El sol, a medio cielo, está tibio todavía. Las voces de los monteros
en lontananza son como un golpe de guadaña al silencio. El potro, de
trote, lleva un ritmo como de cancioncilla española y me hago la idea
de que vas a mis espaldas, con traje de aldeana, cantándome al oído.
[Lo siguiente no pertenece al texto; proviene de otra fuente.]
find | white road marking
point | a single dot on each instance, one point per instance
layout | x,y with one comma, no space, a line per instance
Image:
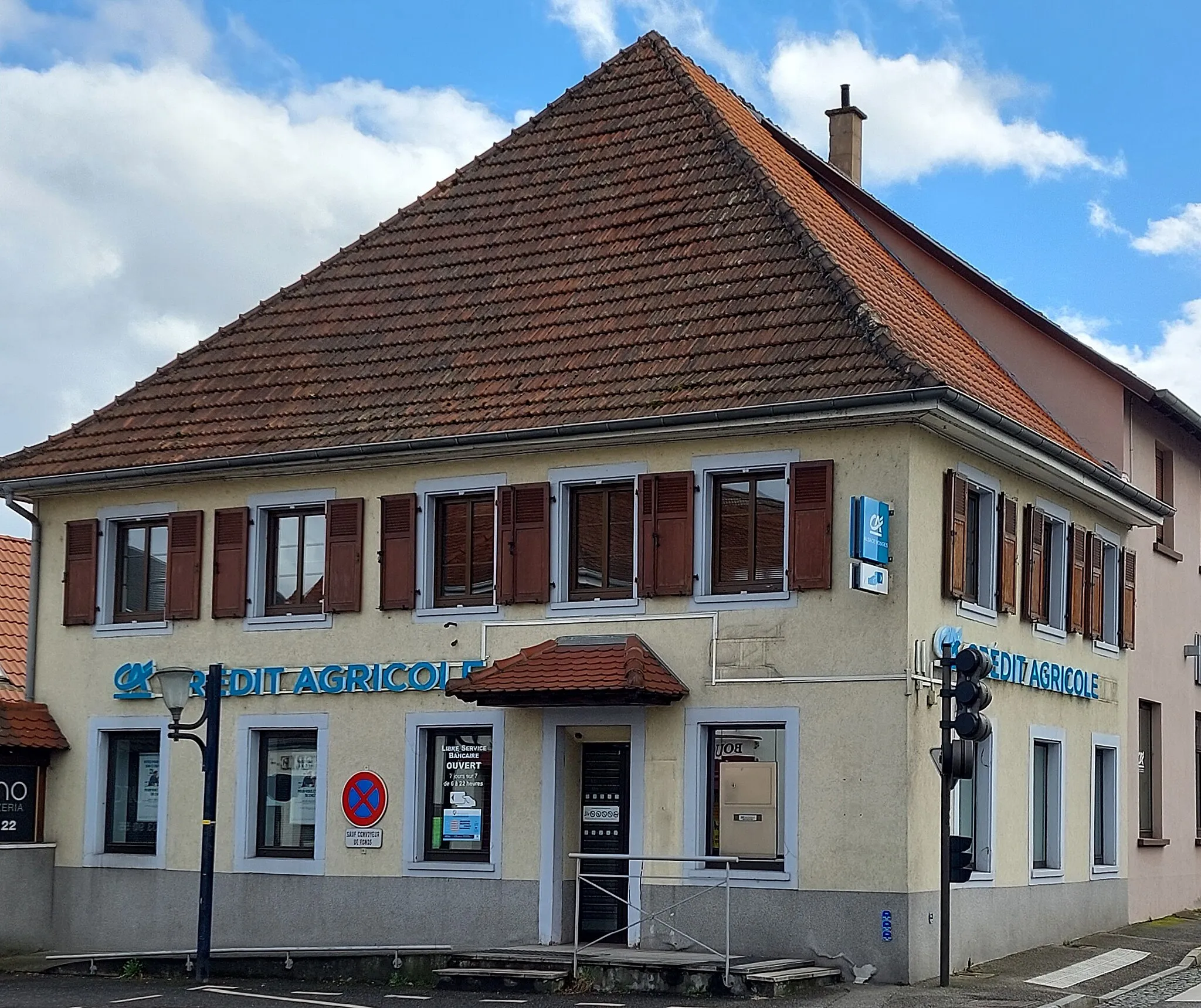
1090,969
281,997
Al cruzar el rastrillo de alambres, el tolete se zafa y cae al suelo;
tengo que desmontarme a recogerlo y te busco entre aquel mantel verde
de hierbas de Bahamas, hecha añicos, entre las patas de la
cabalgadura.
Luego de los naranjos y de los nísperos se llega al arroyuelo, alegre,
como tu mirada; y te descubro en la corriente, entre las piedras,
inconfundible: la chicuela que vi, siendo muy niño, más allá de mis
ojos. Porque te hallé una vez, antes de que hubieras nacido: era un
chico todavía y una muchacha apareció frente a mí sobre una nube… En
el agua del riachuelo te adivino como en los años de mi infancia: la
linfa es la tersura de tu rostro; en la barranca, las raíces salientes
de los atejes dibujan tu perfil; y es el murmullo de la corriente
entre las piedras, la carcajada de tus pulmones locos que hacen
cabriolas sobre la cascada de tus dientes. En las orillas, como
labios, olfateo tus besos. Atrás, mucho más atrás, se queda el África…
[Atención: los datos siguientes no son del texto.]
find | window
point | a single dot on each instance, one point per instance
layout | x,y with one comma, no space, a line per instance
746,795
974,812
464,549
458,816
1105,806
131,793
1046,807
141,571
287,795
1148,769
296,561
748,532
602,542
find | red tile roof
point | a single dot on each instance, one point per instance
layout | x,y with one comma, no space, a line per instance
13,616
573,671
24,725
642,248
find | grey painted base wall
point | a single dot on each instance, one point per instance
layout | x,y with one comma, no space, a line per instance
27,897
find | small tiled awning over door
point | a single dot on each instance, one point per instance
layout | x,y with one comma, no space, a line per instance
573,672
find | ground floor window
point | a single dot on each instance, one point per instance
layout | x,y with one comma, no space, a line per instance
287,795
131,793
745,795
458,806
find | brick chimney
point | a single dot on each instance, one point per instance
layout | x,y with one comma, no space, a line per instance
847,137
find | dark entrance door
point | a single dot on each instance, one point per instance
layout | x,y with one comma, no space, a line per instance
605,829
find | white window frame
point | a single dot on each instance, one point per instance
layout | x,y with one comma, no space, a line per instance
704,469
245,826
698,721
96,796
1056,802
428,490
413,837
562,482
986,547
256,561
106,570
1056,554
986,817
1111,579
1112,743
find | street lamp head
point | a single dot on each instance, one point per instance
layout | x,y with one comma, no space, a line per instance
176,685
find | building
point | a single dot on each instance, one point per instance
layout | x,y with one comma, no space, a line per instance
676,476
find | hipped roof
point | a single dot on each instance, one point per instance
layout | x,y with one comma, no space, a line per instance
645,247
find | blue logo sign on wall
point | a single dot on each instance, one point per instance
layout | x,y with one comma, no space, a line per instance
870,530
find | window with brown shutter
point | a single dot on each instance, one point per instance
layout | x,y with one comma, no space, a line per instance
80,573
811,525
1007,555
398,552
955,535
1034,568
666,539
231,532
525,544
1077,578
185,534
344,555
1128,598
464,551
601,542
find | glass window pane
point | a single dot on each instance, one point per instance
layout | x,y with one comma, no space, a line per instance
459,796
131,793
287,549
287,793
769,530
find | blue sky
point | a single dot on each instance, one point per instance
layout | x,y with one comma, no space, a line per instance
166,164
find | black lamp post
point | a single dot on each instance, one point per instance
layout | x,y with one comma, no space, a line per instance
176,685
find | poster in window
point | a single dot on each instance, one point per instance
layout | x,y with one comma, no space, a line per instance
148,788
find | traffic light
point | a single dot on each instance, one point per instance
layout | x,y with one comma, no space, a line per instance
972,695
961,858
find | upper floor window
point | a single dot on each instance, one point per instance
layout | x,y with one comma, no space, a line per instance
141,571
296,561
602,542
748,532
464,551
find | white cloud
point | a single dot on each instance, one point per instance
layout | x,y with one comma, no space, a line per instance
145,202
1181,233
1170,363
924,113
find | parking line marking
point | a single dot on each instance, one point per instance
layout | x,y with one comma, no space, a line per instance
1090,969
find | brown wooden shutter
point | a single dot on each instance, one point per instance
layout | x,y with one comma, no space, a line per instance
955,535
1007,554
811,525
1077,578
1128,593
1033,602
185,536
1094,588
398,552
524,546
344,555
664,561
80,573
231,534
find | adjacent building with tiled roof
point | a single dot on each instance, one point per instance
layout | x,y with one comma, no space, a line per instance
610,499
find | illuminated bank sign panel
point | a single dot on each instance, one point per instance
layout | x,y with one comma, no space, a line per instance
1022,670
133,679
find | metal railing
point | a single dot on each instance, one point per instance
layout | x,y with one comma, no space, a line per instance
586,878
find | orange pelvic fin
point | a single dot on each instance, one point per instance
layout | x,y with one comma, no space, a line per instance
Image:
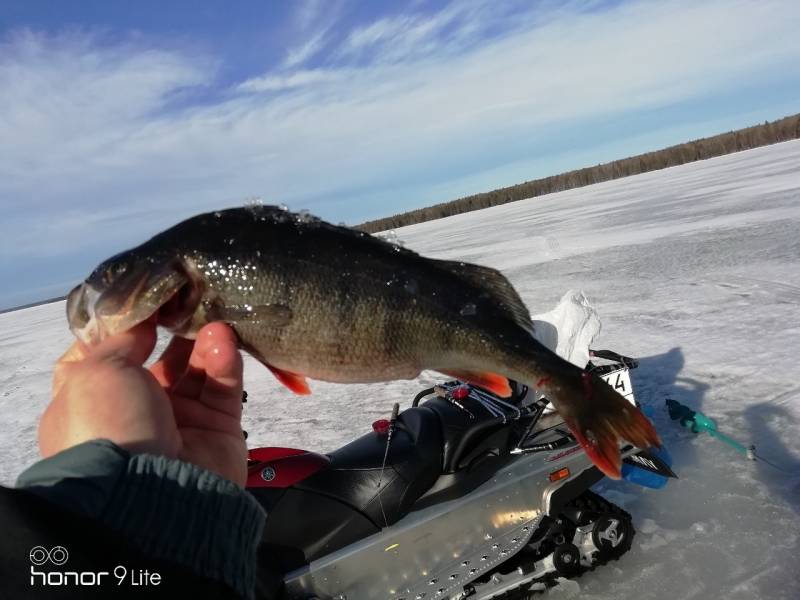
297,383
604,453
491,381
606,421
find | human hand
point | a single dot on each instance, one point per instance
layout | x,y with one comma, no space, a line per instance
187,405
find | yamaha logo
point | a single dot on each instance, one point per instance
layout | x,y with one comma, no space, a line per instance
267,473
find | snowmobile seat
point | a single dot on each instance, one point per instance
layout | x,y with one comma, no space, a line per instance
356,475
468,433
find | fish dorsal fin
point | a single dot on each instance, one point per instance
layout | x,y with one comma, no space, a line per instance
497,287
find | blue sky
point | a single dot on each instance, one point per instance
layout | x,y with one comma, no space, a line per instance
119,119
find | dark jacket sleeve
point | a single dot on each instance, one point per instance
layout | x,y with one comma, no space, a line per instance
140,525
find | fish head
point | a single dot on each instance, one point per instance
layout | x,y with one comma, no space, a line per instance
128,289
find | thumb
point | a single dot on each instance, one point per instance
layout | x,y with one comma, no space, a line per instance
134,345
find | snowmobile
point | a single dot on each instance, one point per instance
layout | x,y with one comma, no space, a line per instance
462,495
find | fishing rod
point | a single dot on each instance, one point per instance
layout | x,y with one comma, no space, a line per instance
697,422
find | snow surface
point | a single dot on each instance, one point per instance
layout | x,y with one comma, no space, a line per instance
694,269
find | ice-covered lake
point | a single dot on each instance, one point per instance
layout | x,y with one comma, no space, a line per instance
694,269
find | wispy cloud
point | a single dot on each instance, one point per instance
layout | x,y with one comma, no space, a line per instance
295,79
91,135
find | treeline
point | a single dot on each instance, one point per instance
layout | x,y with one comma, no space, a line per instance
773,132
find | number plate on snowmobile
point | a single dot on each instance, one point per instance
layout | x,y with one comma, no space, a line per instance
620,380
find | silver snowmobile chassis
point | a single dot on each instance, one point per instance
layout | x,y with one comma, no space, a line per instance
521,529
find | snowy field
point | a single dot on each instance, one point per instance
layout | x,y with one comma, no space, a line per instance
694,269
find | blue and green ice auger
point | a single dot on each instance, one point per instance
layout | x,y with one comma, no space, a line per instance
697,422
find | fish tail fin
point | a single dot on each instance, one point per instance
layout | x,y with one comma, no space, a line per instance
602,420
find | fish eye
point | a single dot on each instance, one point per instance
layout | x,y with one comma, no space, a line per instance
114,271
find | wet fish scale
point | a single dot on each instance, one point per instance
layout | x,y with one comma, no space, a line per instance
308,298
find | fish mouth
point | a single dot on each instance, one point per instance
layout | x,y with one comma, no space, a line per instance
96,312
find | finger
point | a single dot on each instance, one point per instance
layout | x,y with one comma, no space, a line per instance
173,362
192,382
224,370
135,344
75,353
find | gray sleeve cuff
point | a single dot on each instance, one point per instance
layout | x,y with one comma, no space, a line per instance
170,509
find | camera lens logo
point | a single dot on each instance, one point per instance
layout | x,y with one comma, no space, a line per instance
57,555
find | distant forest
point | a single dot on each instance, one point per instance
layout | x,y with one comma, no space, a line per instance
773,132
Cuando llegamos al abrevadero, el ruido del motor de aguada apaga, a
mi lado, todos los demás sonidos que puedan molestarme. Ahora el
rancho del motor está hundido por la esquina y me cobijo bajo los
frijolillos, al resguardo de las garrapatas tejanas. A mis espaldas,
el tanque. Frente a mí el boscaje de yayas: tupido, enmarañado y
oscuro, saliéndose de sus límites con una feracidad temible. Y en el
bosque estás tú: con tus yayales hirsutos y silvestres.
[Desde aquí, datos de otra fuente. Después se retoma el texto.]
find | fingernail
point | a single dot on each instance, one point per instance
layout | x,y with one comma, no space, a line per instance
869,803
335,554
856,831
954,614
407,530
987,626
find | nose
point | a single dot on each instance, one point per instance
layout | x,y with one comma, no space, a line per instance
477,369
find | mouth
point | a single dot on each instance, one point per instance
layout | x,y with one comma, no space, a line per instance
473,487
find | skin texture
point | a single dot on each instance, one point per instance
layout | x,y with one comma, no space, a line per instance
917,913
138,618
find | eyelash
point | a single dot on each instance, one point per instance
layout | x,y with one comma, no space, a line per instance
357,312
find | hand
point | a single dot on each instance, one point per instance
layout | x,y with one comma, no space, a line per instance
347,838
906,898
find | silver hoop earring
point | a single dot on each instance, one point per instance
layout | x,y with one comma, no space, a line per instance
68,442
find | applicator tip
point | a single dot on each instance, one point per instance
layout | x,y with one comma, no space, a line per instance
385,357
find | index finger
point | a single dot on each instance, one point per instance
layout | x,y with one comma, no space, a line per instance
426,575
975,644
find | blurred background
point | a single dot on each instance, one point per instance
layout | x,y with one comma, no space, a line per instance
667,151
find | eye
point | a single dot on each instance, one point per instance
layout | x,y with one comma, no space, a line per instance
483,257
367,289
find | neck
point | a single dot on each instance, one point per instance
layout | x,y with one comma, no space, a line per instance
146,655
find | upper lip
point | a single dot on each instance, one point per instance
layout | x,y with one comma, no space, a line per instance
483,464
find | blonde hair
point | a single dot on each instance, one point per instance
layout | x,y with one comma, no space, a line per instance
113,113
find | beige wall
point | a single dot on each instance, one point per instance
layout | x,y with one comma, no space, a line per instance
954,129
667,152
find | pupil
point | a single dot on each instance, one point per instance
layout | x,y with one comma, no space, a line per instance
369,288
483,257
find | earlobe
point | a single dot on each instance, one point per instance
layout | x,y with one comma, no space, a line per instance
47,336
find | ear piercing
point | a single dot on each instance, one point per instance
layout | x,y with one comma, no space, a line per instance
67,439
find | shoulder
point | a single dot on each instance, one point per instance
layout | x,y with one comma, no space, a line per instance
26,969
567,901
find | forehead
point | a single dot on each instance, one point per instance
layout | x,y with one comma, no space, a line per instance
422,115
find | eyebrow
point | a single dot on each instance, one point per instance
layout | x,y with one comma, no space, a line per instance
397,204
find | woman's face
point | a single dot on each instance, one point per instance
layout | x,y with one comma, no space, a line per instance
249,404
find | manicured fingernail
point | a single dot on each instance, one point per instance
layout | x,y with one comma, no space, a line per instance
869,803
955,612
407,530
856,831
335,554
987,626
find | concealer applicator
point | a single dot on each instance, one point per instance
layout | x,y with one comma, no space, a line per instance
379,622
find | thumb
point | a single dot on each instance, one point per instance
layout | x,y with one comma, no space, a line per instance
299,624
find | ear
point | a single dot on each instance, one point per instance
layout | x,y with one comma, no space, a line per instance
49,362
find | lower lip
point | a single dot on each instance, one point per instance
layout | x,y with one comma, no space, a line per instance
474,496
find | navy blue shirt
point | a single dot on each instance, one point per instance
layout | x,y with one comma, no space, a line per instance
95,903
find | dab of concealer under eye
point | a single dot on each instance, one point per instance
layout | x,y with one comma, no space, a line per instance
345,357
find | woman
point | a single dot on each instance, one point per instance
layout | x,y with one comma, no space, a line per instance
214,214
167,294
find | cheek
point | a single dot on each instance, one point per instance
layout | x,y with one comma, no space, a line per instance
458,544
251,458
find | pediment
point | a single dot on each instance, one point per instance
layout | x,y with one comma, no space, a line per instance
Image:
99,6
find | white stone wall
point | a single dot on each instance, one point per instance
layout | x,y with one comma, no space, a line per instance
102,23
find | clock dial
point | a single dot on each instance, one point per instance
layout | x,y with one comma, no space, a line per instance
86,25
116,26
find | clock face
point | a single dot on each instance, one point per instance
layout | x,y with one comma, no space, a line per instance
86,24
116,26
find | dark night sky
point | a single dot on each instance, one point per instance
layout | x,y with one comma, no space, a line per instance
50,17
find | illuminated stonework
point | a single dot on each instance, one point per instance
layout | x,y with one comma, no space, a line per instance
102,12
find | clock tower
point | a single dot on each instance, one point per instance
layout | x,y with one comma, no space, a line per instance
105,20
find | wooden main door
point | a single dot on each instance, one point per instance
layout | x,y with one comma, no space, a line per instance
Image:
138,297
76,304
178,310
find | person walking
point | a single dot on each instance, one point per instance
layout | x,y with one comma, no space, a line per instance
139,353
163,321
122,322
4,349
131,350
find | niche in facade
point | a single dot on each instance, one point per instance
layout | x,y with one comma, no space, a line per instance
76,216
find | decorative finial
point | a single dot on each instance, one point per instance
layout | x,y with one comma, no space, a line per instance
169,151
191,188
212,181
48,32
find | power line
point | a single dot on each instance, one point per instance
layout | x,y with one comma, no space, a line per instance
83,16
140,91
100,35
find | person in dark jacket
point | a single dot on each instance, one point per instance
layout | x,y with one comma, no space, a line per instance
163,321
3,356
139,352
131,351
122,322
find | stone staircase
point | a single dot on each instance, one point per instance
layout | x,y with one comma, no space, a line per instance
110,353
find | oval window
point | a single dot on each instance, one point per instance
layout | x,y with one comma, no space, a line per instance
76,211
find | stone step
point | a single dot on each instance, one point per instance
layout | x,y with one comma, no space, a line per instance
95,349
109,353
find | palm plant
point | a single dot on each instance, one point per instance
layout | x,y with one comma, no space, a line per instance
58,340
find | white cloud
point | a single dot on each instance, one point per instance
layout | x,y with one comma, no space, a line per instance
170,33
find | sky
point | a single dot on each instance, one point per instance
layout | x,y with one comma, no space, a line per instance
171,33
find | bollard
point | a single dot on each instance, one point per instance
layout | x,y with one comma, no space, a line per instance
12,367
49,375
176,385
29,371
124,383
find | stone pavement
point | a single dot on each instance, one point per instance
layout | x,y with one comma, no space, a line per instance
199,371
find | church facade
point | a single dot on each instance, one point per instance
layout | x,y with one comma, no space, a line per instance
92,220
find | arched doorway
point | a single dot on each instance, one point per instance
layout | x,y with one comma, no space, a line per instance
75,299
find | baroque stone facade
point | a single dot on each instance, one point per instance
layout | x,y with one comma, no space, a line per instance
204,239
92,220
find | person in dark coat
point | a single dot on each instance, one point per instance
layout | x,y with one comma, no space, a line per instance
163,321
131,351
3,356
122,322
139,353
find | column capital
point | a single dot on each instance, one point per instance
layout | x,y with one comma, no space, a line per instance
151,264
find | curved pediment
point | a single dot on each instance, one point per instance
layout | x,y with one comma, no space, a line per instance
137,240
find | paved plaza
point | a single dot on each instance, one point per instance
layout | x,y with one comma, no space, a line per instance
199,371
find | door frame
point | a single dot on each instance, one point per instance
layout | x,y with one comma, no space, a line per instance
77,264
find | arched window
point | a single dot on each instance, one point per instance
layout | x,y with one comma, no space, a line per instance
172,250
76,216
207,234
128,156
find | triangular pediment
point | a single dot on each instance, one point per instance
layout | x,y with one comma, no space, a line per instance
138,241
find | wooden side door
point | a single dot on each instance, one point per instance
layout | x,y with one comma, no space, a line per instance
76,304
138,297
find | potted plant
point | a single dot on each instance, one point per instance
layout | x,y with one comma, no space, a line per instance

Hacia la derecha, a unos pasos tan solo, tengo dos hectáreas de
terreno sembrado de palmeras. El palmar es cuadrado porque antaño fue
labranza; los labriegos antiguos respetaban a la palma como un árbol
sagrado, y cuando realizaban sus desyerbes las socorrían, en vez de
arrancarlas. Así surgían los palmares. Hoy, cuando quizás de aquel
amigo no quedan ni los huesos, se yerguen ellas, añosas, parodiando un
pastel verde adornado con velitas de un viejo centenario. Y cada una
de aquellas majestuosas señoras me hace acordar de ti por la esbeltez
de tu talle y tu cintura estrecha, con tus pencas despeinadas que
juegan al viento.
El tanque se ha llenado. Un viejo buey, cansado de pisotear terrones
duros, ha venido cojeando. Bebe del agua que sobraron el toro y las
novillas, y cojeando se retira; resignado a esperar su hora. Porque,
todo tiene su hora. Y hay oportunidades que hasta ni los bueyes las
desprecian.
Te confieso que he perdido la mañana. Los atejes y las campanillas sí
supieron aprovecharla y han crecido un tanto. Pero yo no. Yo regreso
ahora, cabizbajo, a la casa, sin haber podido arrancarte de mis
entendederas y sin haber pintado el cuadro a Marietta.